Coal and Nuclear Industries: Avoiding the Duct-Tape Solution

COMMENTARY Energy Economics

Coal and Nuclear Industries: Avoiding the Duct-Tape Solution

Sep 7th, 2018 2 min read

Commentary By

Nicolas Loris @NiconomistLoris

Fellow in Energy and Environmental Policy

Katie Tubb

Policy Analyst

The Trump administration is offering a duct-tape solution to bail out struggling coal and nuclear power plants. vlastas/Getty Images

We've all been there. Something breaks in your home or knocks your car bumper loose, so you turn to every American's trusted helper: duct tape. But while duct tape may offer an easier, quick-fix solution, it doesn't fully solve your problem, no matter how many new layers you slap on.

Similarly, the Trump administration is offering a duct-tape solution to bail out struggling coal and nuclear power plants. If you can even call it that – this particular bailout is an insult to the efficacy of duct tape.

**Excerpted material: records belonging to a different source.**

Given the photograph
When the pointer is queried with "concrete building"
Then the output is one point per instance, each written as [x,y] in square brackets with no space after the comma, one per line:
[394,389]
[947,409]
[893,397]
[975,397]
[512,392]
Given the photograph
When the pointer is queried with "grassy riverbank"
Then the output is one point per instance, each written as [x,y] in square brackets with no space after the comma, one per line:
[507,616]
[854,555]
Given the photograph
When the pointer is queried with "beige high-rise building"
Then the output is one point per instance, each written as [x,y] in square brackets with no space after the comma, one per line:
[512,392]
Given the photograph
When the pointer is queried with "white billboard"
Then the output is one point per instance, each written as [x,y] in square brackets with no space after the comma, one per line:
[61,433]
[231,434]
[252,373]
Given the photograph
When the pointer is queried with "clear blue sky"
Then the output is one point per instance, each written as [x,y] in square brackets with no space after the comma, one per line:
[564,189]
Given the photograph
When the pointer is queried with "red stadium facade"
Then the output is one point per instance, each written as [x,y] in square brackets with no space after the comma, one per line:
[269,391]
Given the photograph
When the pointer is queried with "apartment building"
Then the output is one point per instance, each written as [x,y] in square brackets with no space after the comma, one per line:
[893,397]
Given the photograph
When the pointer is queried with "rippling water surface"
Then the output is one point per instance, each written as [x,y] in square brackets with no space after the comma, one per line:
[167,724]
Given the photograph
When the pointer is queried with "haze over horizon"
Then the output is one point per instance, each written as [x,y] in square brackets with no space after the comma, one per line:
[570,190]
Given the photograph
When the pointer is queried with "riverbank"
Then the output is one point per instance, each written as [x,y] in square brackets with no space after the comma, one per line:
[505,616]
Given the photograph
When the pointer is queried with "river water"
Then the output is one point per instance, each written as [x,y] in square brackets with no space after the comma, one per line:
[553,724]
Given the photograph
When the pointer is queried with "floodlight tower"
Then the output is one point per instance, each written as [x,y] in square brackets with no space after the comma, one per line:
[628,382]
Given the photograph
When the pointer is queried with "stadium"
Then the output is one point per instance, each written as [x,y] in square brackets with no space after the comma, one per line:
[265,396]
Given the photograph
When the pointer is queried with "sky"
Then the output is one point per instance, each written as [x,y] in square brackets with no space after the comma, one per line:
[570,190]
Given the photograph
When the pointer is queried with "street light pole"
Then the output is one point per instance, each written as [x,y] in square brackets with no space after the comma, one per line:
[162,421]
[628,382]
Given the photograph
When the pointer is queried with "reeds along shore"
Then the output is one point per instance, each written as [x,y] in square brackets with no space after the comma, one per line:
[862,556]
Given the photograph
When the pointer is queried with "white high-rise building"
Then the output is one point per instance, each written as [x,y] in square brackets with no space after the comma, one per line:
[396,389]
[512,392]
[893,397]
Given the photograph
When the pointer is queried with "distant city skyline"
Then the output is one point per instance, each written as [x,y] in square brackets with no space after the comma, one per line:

A taxpayer- and ratepayer-funded lifeline may help certain plants in the short-term, but Congress and the administration should roll up their sleeves and address the real policy and regulatory issues contributing to coal and nuclear's economic woes.

In May 2018, a leaked draft memo from the Trump administration proposed executive actions to subsidize struggling coal and nuclear power plants. The administration claims that emergency intervention is necessary to prevent closures of "fuel secure" coal and nuclear power plants.

Even though grid experts have repeatedly affirmed that the grid is resilient and reliable, these plants, the administration argues, are necessary in the face of extraordinary threats – terrorism, extreme weather, cybersecurity and other "high-impact events."

More often than not, what the White House characterizes as looming national security crises are actually productive market signals that spur investment in new energy sources and innovation in competitive systems. For instance, increased abundant, reliable and inexpensive natural gas has caused many uncompetitive power generators to go out of business.

Many of the power plants at risk of early retirement are in the northeast region in competitive electricity markets. Most of them are in the PJM Interconnection, which serves 13 eastern states and the District of Columbia. PJM – whose sole responsibility is to maintain reliability in the markets under its jurisdiction – finds "no immediate threat to system reliability."

Good thing, too, because the Trump administration's bailout would be counterproductive to the long-term vitality of the coal and nuclear industries. Subsidies would discourage innovation and entrench government dependence. It would enable these industries to delude themselves that the federal government has solved the problem.

It's a predictable path of failure. The subsidies may spur some amount of commercial activity, but it's limited only to the amount subsidized. The failed nuclear renaissance is just one example.

The bailout also allows policymakers to ignore the systemic regulatory and policy problems that contribute to coal and nuclear's demise. Many policy problems do in fact contribute to the economic woes of new and existing coal and nuclear power plants. Both industries face the burdens of excessive, ineffective regulations and must compete against heavily subsidized alternative sources of energy. Coal and nuclear face profound politically-induced uncertainty in areas such as permitting, plant improvements, and technological innovation.

Unlike duct tape, however, the cost of the bailout to American households and businesses won't come cheap. A July 2018 report by the Brattle Group estimates the bailout would cost households and businesses $34 billion over a two-year period.

So what can Congress and the administration do? One practical solution would be to eliminate energy subsidies for all energy sources. Congress should ax direct expenditures, targeted tax breaks, mandates, loan guarantees and other preferential treatment that gives one technology an unfair price advantage over other ones.

Furthermore, regulatory overreach has increased costs to operate and upgrade existing plants. It has contributed heavily to the financial struggles of the coal and nuclear industries, but done little to nothing in the way of environmental benefits or improved safety. New, innovative small-scale coal and nuclear reactor technologies sit on the shelf because the current regulatory apparatus is unable to provide a timely and efficient license and permit.

The market should determine the fate of the coal and nuclear industries. The federal government should not attempt to prop them up. However, policymakers should not ignore all that has been done to increase the costs of building, supplying, and operating coal and nuclear power plants.

If the administration desires a strong coal and civilian nuclear industry for the long term, it must fix the underlying regulatory issues. Subsidizing plants only props up an industry temporarily, rather than fixing deep government-induced problems that would offer a real, long-term solution. Early plant closures should be a wakeup call to take concentrated action to accomplish these deep reforms.